In 1963, William Hall, then a new professor of music at Chapman, sought to start a holiday show on or near campus and to get local residents involved.

“There was a real opportunity for community involvement at Chapman,” recalled Hall, who taught at Chapman for more than five decades and currently serves as dean and artistic director of Musco Center. “We were literally in downtown Orange, but nobody knew anything about us.”

So, Hall took inspiration from the English Christmas tradition of wassailing, which involves a group of people going door-to-door, singing carols, and receiving food and/or a drink from the wassail bowl, a large vessel used to make and dispense the holiday mulled beverage wassail.

The first Chapman wassail concert took place in an old Orange School District bus building. Local residents were invited to sit and have dinner, drink from a wassail bowl and enjoy Chapman students play music and sing from table to table. Even though it was a new opportunity for Chapman University to engage with the community, Hall recalls, pretty soon, it became a popular annual event.

“The community knew about it and fought for tickets to the dinner,” said Hall, who organized the annual Wassail concert for 47 years until 2010. “We offered them something they could participate in that was joyful, exciting, and fun.”

Photo provided by William Hall

Under the aegis of College of Performing Arts Dean Giulio Ongaro, about 200 students are expected to perform in the Dec. 7-8 concerts, including the Chapman University Singers and Choir, directed and conducted by Stephen Coker; the University Women’s Choir, conducted by Kyla McCarrel; and the Chapman Orchestra, conducted by Daniel Alfred Wachs.

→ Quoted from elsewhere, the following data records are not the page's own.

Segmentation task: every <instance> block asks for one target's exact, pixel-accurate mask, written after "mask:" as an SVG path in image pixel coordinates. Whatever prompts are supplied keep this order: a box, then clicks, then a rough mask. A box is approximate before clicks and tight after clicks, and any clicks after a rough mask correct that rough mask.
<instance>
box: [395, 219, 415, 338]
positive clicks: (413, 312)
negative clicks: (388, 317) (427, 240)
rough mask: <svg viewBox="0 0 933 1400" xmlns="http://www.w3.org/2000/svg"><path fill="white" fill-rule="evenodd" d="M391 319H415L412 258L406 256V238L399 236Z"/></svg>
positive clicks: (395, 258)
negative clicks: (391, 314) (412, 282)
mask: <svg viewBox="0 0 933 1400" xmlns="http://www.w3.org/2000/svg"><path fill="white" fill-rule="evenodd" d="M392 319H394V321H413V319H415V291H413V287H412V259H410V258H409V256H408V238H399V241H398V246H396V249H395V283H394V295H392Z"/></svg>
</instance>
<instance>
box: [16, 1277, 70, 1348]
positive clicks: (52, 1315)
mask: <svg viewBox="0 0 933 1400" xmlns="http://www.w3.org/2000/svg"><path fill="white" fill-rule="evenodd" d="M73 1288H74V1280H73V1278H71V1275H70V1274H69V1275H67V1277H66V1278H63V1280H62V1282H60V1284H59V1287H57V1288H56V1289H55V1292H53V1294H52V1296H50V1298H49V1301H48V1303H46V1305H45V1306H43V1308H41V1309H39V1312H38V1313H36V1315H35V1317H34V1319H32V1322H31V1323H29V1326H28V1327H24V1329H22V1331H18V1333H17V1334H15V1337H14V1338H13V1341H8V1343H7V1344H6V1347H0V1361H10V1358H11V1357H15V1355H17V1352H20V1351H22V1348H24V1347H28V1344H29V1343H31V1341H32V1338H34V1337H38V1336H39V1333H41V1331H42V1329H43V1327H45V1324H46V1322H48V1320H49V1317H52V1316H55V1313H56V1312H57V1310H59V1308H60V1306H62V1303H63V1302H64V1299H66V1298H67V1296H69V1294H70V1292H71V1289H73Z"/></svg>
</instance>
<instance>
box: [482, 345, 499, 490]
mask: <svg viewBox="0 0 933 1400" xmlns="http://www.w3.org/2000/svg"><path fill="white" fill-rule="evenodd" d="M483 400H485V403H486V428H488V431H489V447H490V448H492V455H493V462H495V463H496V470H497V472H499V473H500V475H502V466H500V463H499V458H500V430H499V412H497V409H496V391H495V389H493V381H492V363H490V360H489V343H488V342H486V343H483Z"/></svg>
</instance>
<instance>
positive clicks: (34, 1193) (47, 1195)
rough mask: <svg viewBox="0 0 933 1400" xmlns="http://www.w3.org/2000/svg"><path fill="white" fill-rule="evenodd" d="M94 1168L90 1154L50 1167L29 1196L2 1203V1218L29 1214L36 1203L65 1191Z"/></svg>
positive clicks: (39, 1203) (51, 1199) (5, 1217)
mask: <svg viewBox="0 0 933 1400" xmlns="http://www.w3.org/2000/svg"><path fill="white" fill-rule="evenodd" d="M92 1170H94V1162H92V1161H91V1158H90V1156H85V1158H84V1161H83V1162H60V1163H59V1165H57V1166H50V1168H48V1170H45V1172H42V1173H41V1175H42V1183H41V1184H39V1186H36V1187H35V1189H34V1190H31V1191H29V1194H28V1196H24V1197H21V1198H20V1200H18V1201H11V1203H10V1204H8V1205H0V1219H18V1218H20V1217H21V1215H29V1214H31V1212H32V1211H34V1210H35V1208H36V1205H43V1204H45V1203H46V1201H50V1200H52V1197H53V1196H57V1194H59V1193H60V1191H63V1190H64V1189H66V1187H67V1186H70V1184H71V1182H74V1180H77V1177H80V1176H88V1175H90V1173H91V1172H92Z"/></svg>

“While the spirit of Wassail remains unchanged in 55 years, times have changed,” said Wachs, who also serves as music director of the Chapman Orchestra. “As such, amid beloved carols and holiday favorites, we now include a broader range of diverse and inclusive music that represents the spirit of the holidays from across the globe.”


Frequenters of Musco Center have already gotten a taste of the holidays with a free screening of “How the Grinch Stole Christmas!” on Nov. 17, co-presented by Chapman’s Hilbert Museum of California Art and Musco Center.

The original, 1966 animated version of Dr. Seuss’ classic was created by Chuck Jones, the man behind Bugs Bunny, Daffy Duck, Wile E. Coyote, “Looney Tunes” and many famous cartoons. Jones was also an Orange County resident; he died in February 2002 in Newport Beach.

Hilbert Museum photo by AR Photography

The collaboration was another effort by Musco Center to reach out to new audiences and make the holidays an opportunity for communities to put aside differences for a moment and celebrate being together.